Deux types d’esclaves existent sur une plantation :
- Les cultivateurs et ouvriers du sucres, sont immeubles. Ils ne sont pas dissociable de la sucrerie et ne peuvent être vendus à part.
- Les domestiques et artisans sont meubles, ils peuvent être vendus, donnés en dote aux filles mariées, partagés lors de l’héritage.
Plan d'une habitation sucrière
L’Habitation sucrière Boivin Beaumont est similaire à celle de Néron, de la même époques, des mêmes familles. Sur ce plan exceptionnel, la vue d’ensemble permet de voir les différentes plantations : cannes, café, vivrières. Au centre, et plus visibles sur l’image détaillée, l’organisation sociales avec les bâtiments à sucre alimentés par des mares, la maison de maîtres, les cases des esclaves, différents bâtiments servant d’ateliers divers.
Sources : Archives départementales
La Chapelle de l’Habitation Néron où le père Tricot avait des soldats durant la 2e guerre mondiale sous un texte mentionnant Place Maréchal Pétain.

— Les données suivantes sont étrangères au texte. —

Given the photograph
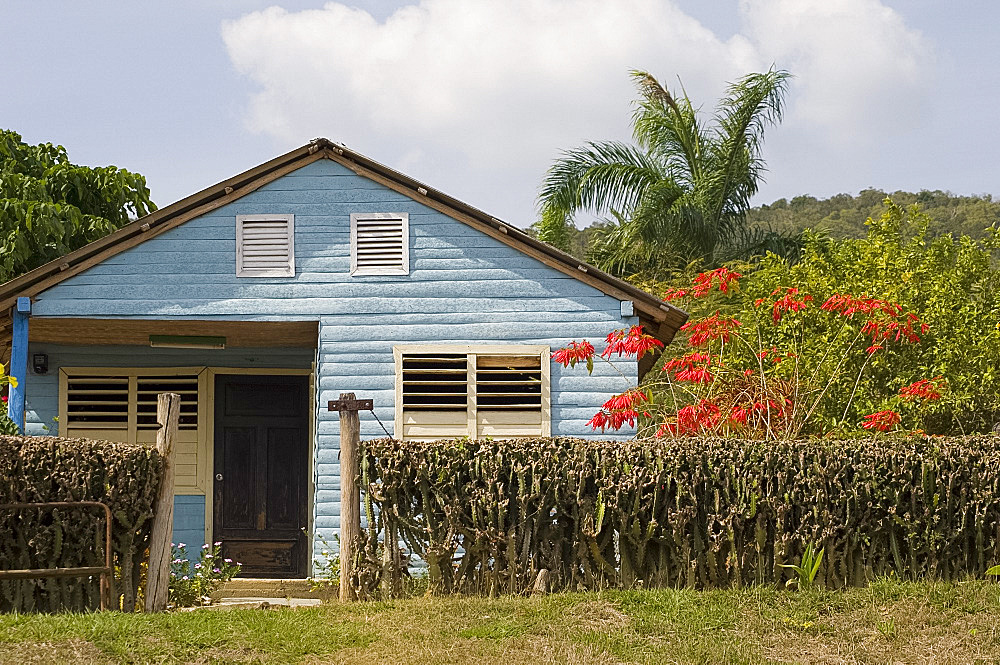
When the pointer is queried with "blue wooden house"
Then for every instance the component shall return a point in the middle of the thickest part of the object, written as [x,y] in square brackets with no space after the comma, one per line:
[263,297]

Ceci donne une idée du genre de parti pris des grands planteurs même à cette époque…
Évolution de l'habitation
Période coloniale
Jusqu’à la révolution l’Habitation Néron évolue peu. Elle fait partie intégrante du paysage des grands planteurs de canne, qui forment une aristocratie locale. La vie n’y est pas pour autant paisible.
Un système de caste au sein même des esclaves est en place pour bien contrôler la servitude. Les planteurs vivent de façon ostentatoire et dépendent pour beaucoup de crédits quasi-permanents auprès des négociants des bourgs qui sont les exportateurs des produits à destination de la métropole. Les habitations se vendent et se rachètent au sein de la caste très souvent. Comme toutes les plantations les esclaves sont soumis à des brutalités inhumaines.
Les différents aléas du climat et la situation sismique de l’île mettent souvent à terre bâtiments et production. Ajoutons aussi les différentes crises économiques liées au marché du sucre et/ou liées aux guerres avec les Anglais. Ces situations font que la vie de la plantation n’est jamais stable longtemps, mais elle perdure tout de même jusqu’à la Révolution Française.
Révolution et époque moderne
Comme beaucoup de grands planteurs, le propriétaire de l’Habitation Néron, le Sieur Hussey, prend parti pour les royalistes et fait parti des suppliciés de 1794.
Les habitations laissées par leurs maîtres sont mises sous séquestres et gérer pour le compte de la nation. L’Habitation Néron est mise sous séquestre puis rendue à la veuve Hussey et ses enfants en 1801.
Si l’esclavage finit par être définitivement abolie en 1848, les sucreries continuent de fonctionner et les propriétaires continuent de changer régulièrement parmi les familles possédantes de Guadeloupe et Martinique. En 1818, l’Habitation Néron est propriété de Nicolas Bourgoin, en 1859 de M. de Bouglon.
En 1913, la famille Fabre en est à la tête la transforme en distillerie à rhum. En 1933, la famille Beuzelin acquière l’Habitation et modernise la distillerie.
La distillerie ferme ses portes en 1965 et reste en l’état jusqu’à sa rénovation récente intégrée dans le parcours « Route de l’esclavage ».
Photos inédites de l'Habitation Néron
Ces photos ont été prises en 2005 avant le nettoyage et la sécurisation du site pour les visiteurs. Les machines et certains bâtiments ont disparu. Cliquez sur les images pour les agrandir !
Sources documentaires
Voici une sélection de film, roman et essais historique sur les plantations sucrières en Martinique et Guadeloupe pour parfaire nos connaissances sur ces époques troublantes.
Film : Rue Cases Nègres
Le film s’intéresse à la situation sociale des enfants illégitimes issue d’un père maître d’habitation et d’une esclave au travers d’un jeune garçon. Poignant de réalisme.
Roman : Le commandeur du sucre
Premier tome d’une trilogie sur la situation des esclaves dans une habitation sucrière et la formation d’une chaine de commande liée à la couleur basé sur des faits historiques avérés.
Livre : Les maîtres de la Guadeloupe
Essais historique de l’historien Frédéric Régent universitaire à Paris factuels basé sur une importante et conséquente recherche documentaire, édité en 2015.